1.   Again, differentiability and derivative formula are due to the chain rule [7.7.8]:

$\left({a}^{\mathrm{X}}{\right)}^{\prime }=\left({e}^{\mathrm{X}}\circ \mathrm{X}\cdot \mathrm{ln}a{\right)}^{\prime }=\left(\left({e}^{\mathrm{X}}{\right)}^{\prime }\circ \mathrm{X}\cdot \mathrm{ln}a\right)\cdot \left(\mathrm{X}\cdot \mathrm{ln}a{\right)}^{\prime }=\left({e}^{\mathrm{X}}\circ \mathrm{X}\cdot \mathrm{ln}a\right)\cdot \mathrm{ln}a=\mathrm{ln}a\cdot {a}^{\mathrm{X}}$

2.   This is a straightforward proof by induction with the base step already shown by 1. For the induction step we just note that the nth derivative of ${a}^{\mathrm{X}}$ is a multiple of ${a}^{\mathrm{X}}$ and therefor differentiable. Its derivative $\left({a}^{\mathrm{X}}{\right)}^{\left(n\right)}$ just adds the factor $\mathrm{ln}a$ another time so that the derivative formula is valid for $\left({a}^{\mathrm{X}}{\right)}^{\left(n+1\right)}$ as well.

3.   The case ${1}^{\mathrm{X}}=1$ is trivial and if $a\ne 1$ we just need to differentiate the function $\frac{1}{\mathrm{ln}a}{a}^{\mathrm{X}}$ which is easily done using 1.

${e}^{\mathrm{X}}$ and ln are inverse functions to each other.

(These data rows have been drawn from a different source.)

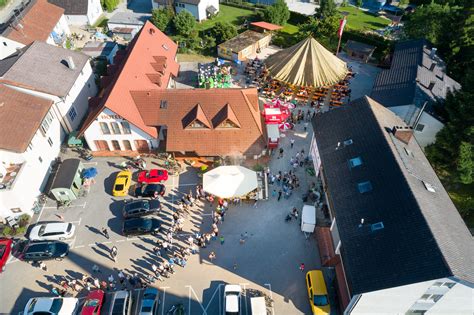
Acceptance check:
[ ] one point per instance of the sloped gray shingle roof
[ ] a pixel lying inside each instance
(423, 238)
(411, 69)
(48, 63)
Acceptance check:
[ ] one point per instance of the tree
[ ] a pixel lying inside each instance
(326, 8)
(278, 13)
(109, 5)
(466, 163)
(162, 18)
(184, 23)
(222, 31)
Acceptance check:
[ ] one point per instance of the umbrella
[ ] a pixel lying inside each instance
(284, 126)
(230, 181)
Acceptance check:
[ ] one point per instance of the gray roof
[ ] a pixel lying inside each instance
(408, 79)
(43, 67)
(129, 18)
(359, 47)
(423, 238)
(72, 7)
(66, 174)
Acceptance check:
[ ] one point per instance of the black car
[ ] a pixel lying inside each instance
(139, 226)
(140, 207)
(150, 190)
(47, 250)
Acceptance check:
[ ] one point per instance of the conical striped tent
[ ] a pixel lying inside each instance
(307, 63)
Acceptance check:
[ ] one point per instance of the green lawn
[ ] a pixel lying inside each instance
(360, 20)
(229, 14)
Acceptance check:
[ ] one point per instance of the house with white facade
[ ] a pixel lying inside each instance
(30, 140)
(411, 87)
(80, 12)
(114, 124)
(54, 73)
(200, 9)
(395, 239)
(39, 20)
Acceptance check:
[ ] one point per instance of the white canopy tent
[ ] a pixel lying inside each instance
(230, 181)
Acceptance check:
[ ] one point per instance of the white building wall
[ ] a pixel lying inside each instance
(78, 98)
(32, 176)
(94, 11)
(94, 132)
(8, 47)
(431, 125)
(458, 300)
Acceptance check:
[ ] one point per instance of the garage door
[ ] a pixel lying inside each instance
(101, 145)
(142, 146)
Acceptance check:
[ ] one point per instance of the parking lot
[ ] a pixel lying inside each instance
(268, 261)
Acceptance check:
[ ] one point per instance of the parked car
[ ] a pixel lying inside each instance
(152, 176)
(93, 303)
(122, 184)
(150, 190)
(53, 306)
(150, 302)
(232, 293)
(141, 207)
(5, 250)
(121, 303)
(317, 292)
(52, 231)
(140, 226)
(44, 250)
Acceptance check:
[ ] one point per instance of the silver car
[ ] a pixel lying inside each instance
(52, 231)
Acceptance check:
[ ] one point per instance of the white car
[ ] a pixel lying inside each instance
(232, 299)
(53, 306)
(52, 231)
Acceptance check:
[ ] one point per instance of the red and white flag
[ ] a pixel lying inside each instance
(342, 23)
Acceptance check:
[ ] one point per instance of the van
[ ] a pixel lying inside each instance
(121, 303)
(317, 293)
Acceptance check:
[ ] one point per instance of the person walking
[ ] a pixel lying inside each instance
(105, 232)
(114, 252)
(302, 267)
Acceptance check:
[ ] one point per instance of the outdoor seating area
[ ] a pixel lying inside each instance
(212, 75)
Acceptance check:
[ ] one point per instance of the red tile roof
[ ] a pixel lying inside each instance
(20, 117)
(267, 26)
(187, 105)
(150, 50)
(37, 23)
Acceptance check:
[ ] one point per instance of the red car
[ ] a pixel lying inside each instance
(93, 303)
(152, 176)
(5, 249)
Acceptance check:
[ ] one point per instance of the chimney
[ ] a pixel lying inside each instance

This is also true for generalised exponential and logarithm functions.

Proposition:  If $a>0$, $a\ne 1$ then ${a}^{\mathrm{X}}$ and ${\mathrm{log}}_{a}$ are invers to each other:

 $\begin{array}{l}{a}^{\mathrm{X}}\circ {\mathrm{log}}_{a}=\mathrm{X}|{ℝ}^{>0}\hfill \\ {\mathrm{log}}_{a}\circ {a}^{\mathrm{X}}=\mathrm{X}\hfill \end{array}$ [8.9.17]

Proof:  We only need to show that both functions cancel out each other:

1. The identity ${a}^{{\mathrm{log}}_{a}x}=x$ is valid for all $x>0$ according to [8.9.7].

2. ${\mathrm{log}}_{a}\left({a}^{x}\right)=\frac{1}{\mathrm{ln}a}\cdot \mathrm{ln}\left({a}^{x}\right)=\frac{1}{\mathrm{ln}a}\cdot x\cdot \mathrm{ln}a=x$ holds for all x due to [8.9.8] and [8.9.5].